Examples of more low-key monitoring programs in the United States include the SoundToxins project, provided by NOAA’s Northwest Fisheries Science Center, the Environmental Protection Agency and the Department of Ecology. It uses frequent water sampling to check for salinity, temperature, nutrients, chlorophyll, phytoplankton species and the presence of biotoxins, with the aim of providing warning of HAB events. This in turn enables fish and shellfish farmers to selectively harvest seafood, to minimize risks to human health, and reduce economic losses in productive growing areas like Puget Sound in Washington.

Global collaboration

While obtaining early warning of HABs is of great value to the aquaculture industry, it is far from straightforward, Prof. Davidson explained, as key species exhibit different life cycles and variable toxicity, and local oceanography and hydrography affect the location and timing of blooms.

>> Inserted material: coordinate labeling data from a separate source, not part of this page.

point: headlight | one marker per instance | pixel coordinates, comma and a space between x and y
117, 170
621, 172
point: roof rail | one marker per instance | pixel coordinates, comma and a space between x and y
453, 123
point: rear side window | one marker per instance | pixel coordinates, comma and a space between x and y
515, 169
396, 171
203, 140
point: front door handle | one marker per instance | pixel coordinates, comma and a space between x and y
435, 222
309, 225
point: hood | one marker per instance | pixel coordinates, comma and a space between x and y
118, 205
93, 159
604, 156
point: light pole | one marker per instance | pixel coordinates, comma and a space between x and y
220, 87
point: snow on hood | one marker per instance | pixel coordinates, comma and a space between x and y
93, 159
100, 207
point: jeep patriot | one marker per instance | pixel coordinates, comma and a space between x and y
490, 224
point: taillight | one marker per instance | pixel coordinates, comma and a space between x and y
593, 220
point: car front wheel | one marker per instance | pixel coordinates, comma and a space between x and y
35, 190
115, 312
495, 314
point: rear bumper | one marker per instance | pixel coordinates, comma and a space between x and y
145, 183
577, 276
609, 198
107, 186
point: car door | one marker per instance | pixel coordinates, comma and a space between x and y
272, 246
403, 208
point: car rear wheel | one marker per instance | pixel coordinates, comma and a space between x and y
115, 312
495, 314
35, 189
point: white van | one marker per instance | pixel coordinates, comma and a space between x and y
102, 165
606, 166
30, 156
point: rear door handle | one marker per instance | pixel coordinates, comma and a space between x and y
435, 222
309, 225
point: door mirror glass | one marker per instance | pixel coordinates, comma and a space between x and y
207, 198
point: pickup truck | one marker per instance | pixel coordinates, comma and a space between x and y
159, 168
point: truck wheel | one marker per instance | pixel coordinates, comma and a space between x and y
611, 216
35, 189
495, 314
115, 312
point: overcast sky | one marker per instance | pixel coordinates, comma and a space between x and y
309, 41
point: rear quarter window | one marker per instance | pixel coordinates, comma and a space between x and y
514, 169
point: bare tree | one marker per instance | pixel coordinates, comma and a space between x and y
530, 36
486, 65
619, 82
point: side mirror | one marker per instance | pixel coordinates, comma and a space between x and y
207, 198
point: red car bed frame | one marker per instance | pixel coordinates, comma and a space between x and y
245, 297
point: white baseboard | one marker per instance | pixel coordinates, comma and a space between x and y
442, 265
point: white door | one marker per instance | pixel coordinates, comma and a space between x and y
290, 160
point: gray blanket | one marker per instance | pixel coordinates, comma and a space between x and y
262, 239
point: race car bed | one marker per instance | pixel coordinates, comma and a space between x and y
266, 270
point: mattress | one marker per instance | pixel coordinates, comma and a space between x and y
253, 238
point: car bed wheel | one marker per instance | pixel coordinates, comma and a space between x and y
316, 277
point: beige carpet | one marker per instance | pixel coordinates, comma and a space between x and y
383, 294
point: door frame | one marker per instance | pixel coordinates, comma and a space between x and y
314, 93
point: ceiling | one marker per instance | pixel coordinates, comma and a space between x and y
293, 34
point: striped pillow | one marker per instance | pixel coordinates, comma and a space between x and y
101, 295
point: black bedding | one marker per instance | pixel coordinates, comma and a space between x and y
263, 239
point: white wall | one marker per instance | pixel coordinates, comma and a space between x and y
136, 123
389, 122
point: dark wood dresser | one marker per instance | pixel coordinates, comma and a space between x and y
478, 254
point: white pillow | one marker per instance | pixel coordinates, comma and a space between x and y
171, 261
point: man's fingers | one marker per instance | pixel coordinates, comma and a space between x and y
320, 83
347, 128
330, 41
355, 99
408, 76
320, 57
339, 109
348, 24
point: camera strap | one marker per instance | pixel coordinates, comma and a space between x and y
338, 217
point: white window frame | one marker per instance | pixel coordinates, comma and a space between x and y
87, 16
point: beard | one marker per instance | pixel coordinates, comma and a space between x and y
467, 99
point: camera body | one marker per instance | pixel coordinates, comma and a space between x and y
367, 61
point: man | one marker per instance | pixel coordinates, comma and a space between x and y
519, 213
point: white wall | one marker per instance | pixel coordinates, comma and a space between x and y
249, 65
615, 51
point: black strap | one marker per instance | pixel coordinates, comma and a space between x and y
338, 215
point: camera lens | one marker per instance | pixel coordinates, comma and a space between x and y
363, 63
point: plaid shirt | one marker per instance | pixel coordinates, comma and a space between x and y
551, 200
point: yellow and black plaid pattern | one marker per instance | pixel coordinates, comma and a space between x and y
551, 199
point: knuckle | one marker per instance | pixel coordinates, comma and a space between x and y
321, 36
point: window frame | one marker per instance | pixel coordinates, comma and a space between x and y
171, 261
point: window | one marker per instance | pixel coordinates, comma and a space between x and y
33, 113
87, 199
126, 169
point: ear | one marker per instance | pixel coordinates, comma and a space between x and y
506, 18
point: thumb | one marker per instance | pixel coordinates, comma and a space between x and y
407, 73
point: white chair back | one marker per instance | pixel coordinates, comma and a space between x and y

“Expert interpretation of multiple data streams, including phytoplankton and associated environmental drivers, is required to assess the risk of HABs and forecast their occurrence,” he said.

Davidson is part of the GlobalHAB initiative, an international scientific program set up by the Scientific Committee on Oceanic Research (SCOR) and the Intergovernmental Oceanographic Commission of UNESCO (IOC) that aims to improve understanding and prediction of HABs in aquatic ecosystems, as well as the management and mitigation of their impacts.

“Improvements to forecasts are ongoing, as we gain a better understanding of the ecology of HAB species, and improvements to technologies – including remote sensing algorithms, remote underwater gliders, molecular biological approaches to identify morphologically indistinct species, in situ phytoplankton counters and better physical/biological coupling of mathematical models – will help to improve early-warning capability,” he said.

SAMS in Scotland already operates a web-based HAB early warning system, which provides a searchable map of current and historic HAB conditions, and an option to download a detailed weekly HAB assessment for the aquaculture-intensive region of the Shetland Islands.

SAMS is also involved in numerous projects designed to understand, predict and manage HABs, including Predicting Risk and Impact of Harmful Events on the Aquaculture Sector (PRIMROSE), which has partners across Europe. The aim is to develop improved forecasting, based on a traffic-light system, which will include microbial risk and climate impacts and benefit from improved spatial resolution provided by new generation Sentinel satellite data products.

While use of satellites such as the Sentinel-3 OLCI (ocean and land color instrument) have enhanced HAB early warning capabilities by providing more accurate, detailed and regular ocean-color measurements for computerized analysis, exploitation of these new sensors has challenged the developers of EO data processing algorithms, according to Dr. Andrey Kurekin of the Plymouth Marine Laboratory (PML).

She explained that an automatic HAB-detection method had been developed at PML, using machine learning techniques to recognize HAB signatures in ocean-color data. The accuracy of this method depends on the number of example satellite images of HABs being used for training the algorithm, but the number of harmful algal blooms available for a new EO sensor is limited, which affects the accuracy of HAB detection. To overcome this, a new training strategy has been developed, based on measurements of optical properties of harmful algal species grown in a laboratory, and modelling-sensor measurements of ocean-color data. The new system, which has shown promising results with the HAB Karenia mikimotoi, is independent of EO sensor data and can used for EO sensors that do not yet exist.

The work was undertaken as part of the ShellEye project, which has developed tools to help shellfish farmers monitor and forecast water quality in order to prepare for events that could have a negative impact on their shellfish, and will help to extend ShellEye’s monitoring capabilities for HABs in UK coastal waters.